The Sinhala-nationalist People's Liberation Front (JVP) left the coalition after an ultimatum for the government to stop the plan expired.
Analysts say the government will survive without the JVP but only as a vulnerable minority administration.
The JVP fears the aid agreement could help efforts to set up a Tamil state.
The key opposition United National Party has said it will not attempt to topple the government.
The BBC's Dumeetha Luthra in Colombo says President Chandrika Kumaratunga has put her political credibility on the line over the plan to disburse $2bn in pledged aid, which is backed by the international donor community.
But violent demonstrations over the past few days have highlighted the unpopularity of the deal.
Nearly 31,000 people were killed when the tsunami struck Sri Lanka's coast on 26 December. Half a million were made homeless.
Peace move
The JVP has 39 seats in Sri Lanka's 225-member parliament, enough to deprive President Kumaratunga's government of its working majority by withdrawing.

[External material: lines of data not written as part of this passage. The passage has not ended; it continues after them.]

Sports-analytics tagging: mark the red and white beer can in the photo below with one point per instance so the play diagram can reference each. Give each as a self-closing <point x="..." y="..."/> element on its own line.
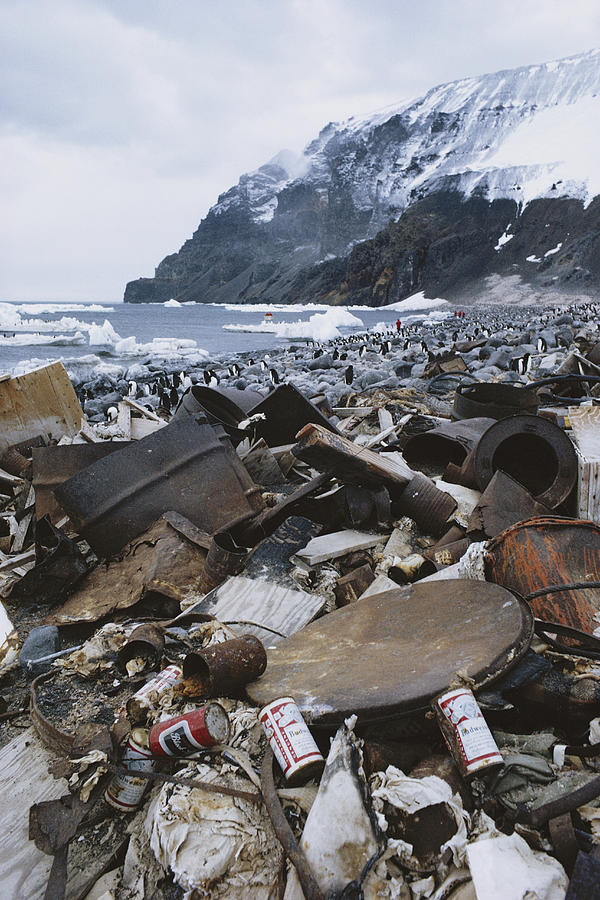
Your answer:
<point x="291" y="742"/>
<point x="197" y="730"/>
<point x="125" y="791"/>
<point x="146" y="699"/>
<point x="466" y="732"/>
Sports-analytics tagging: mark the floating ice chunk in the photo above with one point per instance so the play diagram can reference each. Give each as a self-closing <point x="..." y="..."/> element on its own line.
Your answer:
<point x="504" y="238"/>
<point x="554" y="250"/>
<point x="416" y="301"/>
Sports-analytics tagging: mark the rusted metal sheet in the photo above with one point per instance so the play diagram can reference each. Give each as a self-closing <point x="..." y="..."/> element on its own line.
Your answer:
<point x="184" y="467"/>
<point x="493" y="400"/>
<point x="411" y="641"/>
<point x="546" y="553"/>
<point x="223" y="669"/>
<point x="286" y="411"/>
<point x="503" y="503"/>
<point x="450" y="442"/>
<point x="53" y="465"/>
<point x="39" y="402"/>
<point x="160" y="567"/>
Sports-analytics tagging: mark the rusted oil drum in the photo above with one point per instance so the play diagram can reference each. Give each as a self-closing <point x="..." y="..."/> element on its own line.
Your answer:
<point x="388" y="655"/>
<point x="221" y="406"/>
<point x="493" y="400"/>
<point x="545" y="553"/>
<point x="450" y="442"/>
<point x="532" y="450"/>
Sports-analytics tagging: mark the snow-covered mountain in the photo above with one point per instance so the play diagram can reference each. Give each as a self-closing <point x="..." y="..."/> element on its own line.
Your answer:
<point x="481" y="177"/>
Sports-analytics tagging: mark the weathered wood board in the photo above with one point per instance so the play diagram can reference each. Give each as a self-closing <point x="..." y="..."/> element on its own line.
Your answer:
<point x="24" y="780"/>
<point x="39" y="402"/>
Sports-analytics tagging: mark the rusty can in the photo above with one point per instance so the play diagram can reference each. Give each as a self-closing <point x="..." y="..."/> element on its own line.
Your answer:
<point x="197" y="730"/>
<point x="125" y="791"/>
<point x="291" y="742"/>
<point x="466" y="732"/>
<point x="145" y="700"/>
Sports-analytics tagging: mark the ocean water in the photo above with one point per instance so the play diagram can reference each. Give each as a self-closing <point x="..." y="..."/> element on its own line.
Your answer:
<point x="94" y="336"/>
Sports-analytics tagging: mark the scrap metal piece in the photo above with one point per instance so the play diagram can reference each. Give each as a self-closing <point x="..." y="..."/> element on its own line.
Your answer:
<point x="184" y="467"/>
<point x="42" y="402"/>
<point x="412" y="641"/>
<point x="286" y="411"/>
<point x="494" y="400"/>
<point x="53" y="465"/>
<point x="349" y="587"/>
<point x="429" y="507"/>
<point x="223" y="669"/>
<point x="161" y="566"/>
<point x="548" y="552"/>
<point x="60" y="564"/>
<point x="503" y="503"/>
<point x="146" y="641"/>
<point x="534" y="451"/>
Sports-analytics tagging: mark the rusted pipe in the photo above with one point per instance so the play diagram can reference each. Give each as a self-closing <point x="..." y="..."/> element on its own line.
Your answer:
<point x="538" y="817"/>
<point x="284" y="833"/>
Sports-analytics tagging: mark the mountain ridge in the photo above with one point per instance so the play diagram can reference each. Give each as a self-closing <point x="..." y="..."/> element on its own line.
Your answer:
<point x="292" y="229"/>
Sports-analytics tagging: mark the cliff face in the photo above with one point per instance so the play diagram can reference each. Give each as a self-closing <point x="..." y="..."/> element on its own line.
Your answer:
<point x="481" y="176"/>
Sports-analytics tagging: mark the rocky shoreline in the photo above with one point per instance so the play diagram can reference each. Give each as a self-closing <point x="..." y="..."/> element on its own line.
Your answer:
<point x="493" y="343"/>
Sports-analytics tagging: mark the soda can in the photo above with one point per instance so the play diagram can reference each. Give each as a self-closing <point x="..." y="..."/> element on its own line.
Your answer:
<point x="146" y="699"/>
<point x="466" y="732"/>
<point x="125" y="791"/>
<point x="197" y="730"/>
<point x="291" y="742"/>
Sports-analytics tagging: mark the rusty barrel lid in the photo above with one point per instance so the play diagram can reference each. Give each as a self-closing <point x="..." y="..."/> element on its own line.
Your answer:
<point x="390" y="654"/>
<point x="545" y="553"/>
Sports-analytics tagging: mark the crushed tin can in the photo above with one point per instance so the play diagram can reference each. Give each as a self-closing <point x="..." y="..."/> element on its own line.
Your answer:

The JVP had given the government until midnight (1900 GMT on Wednesday) to call off the aid plan, but the government did not back down.
"We leave with a sense of deep regret of work not
completed," Peoples Liberation Front chief Somawansa Amerasinghe told journalists in Colombo.
President Kumaratunga has said the proposed aid mechanism is purely an administrative tool to share out money.
Last month she said an aid-sharing deal with the Tamil Tigers could also help "open many doors to a final peace".
A ceasefire between the rebels and the government came into effect in February 2002, but peace talks ground to a halt in April of the following year.